Ha! That was awesome!

How bout some Iron maiden

[video=youtube;Li58voy6xXM]https://www.youtube.com/watch?v=Li58voy6xXM[/video]


----------



## Milkman (Feb 2, 2006)

zurn said:


> I had never heard of these guys so I thought I would share. It's a great cover, just goes to show that covers don't have to be identical to the original to be good.
> 
> [video=youtube_share;e4Ao-iNPPUc]http://youtu.be/e4Ao-iNPPUc[/video]



I agree, and I love the clip, but there's a difference between playing it your way because you have creative ideas, and playing it your way because you simply don't have the ears or chops to play it right.

So no, it doesn't have to be identical to the original to be good, but lots of players hide behind that.

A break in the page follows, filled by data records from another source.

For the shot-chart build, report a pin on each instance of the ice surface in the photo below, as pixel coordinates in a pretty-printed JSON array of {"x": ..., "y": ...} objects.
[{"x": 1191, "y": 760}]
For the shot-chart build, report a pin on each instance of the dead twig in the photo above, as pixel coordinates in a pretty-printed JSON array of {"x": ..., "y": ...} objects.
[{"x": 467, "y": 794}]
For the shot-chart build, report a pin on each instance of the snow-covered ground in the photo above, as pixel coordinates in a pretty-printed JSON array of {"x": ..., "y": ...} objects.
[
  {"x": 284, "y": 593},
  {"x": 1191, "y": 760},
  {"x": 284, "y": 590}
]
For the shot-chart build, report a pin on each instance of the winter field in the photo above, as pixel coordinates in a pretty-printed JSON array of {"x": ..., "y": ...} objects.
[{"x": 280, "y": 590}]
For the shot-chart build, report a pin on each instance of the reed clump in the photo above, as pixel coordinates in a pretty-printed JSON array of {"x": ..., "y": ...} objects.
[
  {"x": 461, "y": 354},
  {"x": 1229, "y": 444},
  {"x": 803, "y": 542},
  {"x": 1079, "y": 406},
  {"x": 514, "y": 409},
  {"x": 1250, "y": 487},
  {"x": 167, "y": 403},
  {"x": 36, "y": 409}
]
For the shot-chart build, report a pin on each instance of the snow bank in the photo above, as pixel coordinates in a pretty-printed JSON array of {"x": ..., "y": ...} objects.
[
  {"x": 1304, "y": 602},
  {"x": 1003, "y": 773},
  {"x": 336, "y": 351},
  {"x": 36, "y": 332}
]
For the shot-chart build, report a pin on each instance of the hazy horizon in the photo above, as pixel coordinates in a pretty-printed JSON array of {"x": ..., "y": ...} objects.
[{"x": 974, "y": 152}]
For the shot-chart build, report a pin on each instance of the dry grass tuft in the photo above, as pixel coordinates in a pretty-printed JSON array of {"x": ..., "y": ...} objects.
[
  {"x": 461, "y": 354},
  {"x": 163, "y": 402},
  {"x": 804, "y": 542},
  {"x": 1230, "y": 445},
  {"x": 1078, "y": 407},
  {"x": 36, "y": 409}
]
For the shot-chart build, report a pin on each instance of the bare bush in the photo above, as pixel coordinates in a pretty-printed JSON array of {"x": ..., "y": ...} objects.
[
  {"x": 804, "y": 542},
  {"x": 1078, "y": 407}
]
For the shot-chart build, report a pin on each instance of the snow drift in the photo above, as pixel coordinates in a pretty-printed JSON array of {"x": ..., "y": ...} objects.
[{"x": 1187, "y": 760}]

These guys though, are pretty freaking cool.


----------



## marcos (Jan 13, 2009)

Love this. Very refreshing.


----------



## Scottone (Feb 10, 2006)

Kind of a similar vibe to Hayseed Dixie, who I believe did a whole album of AC/DC hillbilly covers. Heavy rock tunes seem to lend themselves well to this treatment. I was in a country band a few years back and had the idea to do a celtic cover of ELPs Lucky Man....didn't work out very well


----------



## Lola (Nov 16, 2014)

I have seen the Thunderstruck one before but HOLY CRAP Iron Maiden! That was a great cover! Loved it! Something really different but oh so good! 

Thanks for sharing. 

PS. Wouldn't mind seeing some Judas Priest!


----------



## Adcandour (Apr 21, 2013)

that maiden one was super cool.


----------



## Lola (Nov 16, 2014)

I never thought of any heavy metal song that could be turned into a hillbilly type genre song! Could you call them ********? I guess not! That might be a bit rude.


----------



## cheezyridr (Jun 8, 2009)

the hook to trooper sounds alot more like smooth criminal than the trooper. that's not to say i didn't enjoy it though. in my head i'm all like


----------